Justice O’Connor: A Moderate on Internationalism as Well

Justice O’Connor: A Moderate on Internationalism as Well

I have very little to add to the zillions of articles and blog posts about the retirement of Justice Sandra Day O’Connor and her likely successor. I did want to point out, though, that Justice O’Connor was (not surprisingly) a moderate in the Court’s recent embrace of foreign and international law. Justice O’Connor appears to see some useful analogies to the relationship between state and federal courts.

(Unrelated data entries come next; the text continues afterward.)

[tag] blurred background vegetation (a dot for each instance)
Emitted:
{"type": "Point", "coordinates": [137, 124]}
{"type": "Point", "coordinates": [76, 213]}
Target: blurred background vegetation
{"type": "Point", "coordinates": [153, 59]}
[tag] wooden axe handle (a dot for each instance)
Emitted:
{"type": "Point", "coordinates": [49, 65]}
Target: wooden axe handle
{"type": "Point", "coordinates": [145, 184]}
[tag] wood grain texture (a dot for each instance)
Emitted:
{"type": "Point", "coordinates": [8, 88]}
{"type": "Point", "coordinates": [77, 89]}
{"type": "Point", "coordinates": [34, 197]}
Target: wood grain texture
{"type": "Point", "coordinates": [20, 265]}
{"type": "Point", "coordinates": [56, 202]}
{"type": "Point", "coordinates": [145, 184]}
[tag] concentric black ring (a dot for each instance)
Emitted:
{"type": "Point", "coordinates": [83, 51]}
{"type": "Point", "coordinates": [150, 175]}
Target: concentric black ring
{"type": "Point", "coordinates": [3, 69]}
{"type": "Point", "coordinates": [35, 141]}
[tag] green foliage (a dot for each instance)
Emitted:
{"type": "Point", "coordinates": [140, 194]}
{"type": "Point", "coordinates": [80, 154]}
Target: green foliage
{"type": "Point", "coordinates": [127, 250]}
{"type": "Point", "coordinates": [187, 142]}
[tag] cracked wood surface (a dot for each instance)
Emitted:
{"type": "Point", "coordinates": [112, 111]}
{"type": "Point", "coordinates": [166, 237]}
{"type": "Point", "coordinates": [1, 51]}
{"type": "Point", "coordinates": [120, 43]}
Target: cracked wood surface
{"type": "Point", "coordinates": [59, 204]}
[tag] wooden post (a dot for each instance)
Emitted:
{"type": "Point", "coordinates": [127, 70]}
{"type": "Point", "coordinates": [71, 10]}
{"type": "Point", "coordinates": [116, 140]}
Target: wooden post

As she writes in an article entitled “Federalism of Free Nations,”

As our country moves toward a more international regime of dispute resolution, this federalist ideal of healthy dialogue and mutual trust may be possibly be adapted to describe the proper relationship between domestic courts and transnational tribunals. It is a relationship which might be described as a “federalism of free nations,” to use a phrase of the philosopher Immanuel Kant. Just as our domestic laws develop through a free exchange of ideas among state and federal courts, so too should international law evolve through a dialogue between national courts and transnational tribunals and through the interdependent effect of the their judgments.

On the other hand…

Article III of our Constitution reserves to federal courts the power to decide cases and controversies, and the U.S. Congress may not delegate to another tribunal ‘the essential attributes of judicial power.'”

So she thought foreign and international law was important and useful, but she recognized that there are serious constitutional problems and limitations on this practice. Sensible, moderate, but also analytically dissatisfying. I guess this could describe almost all of Justice O’Connor’s jurisprudential views.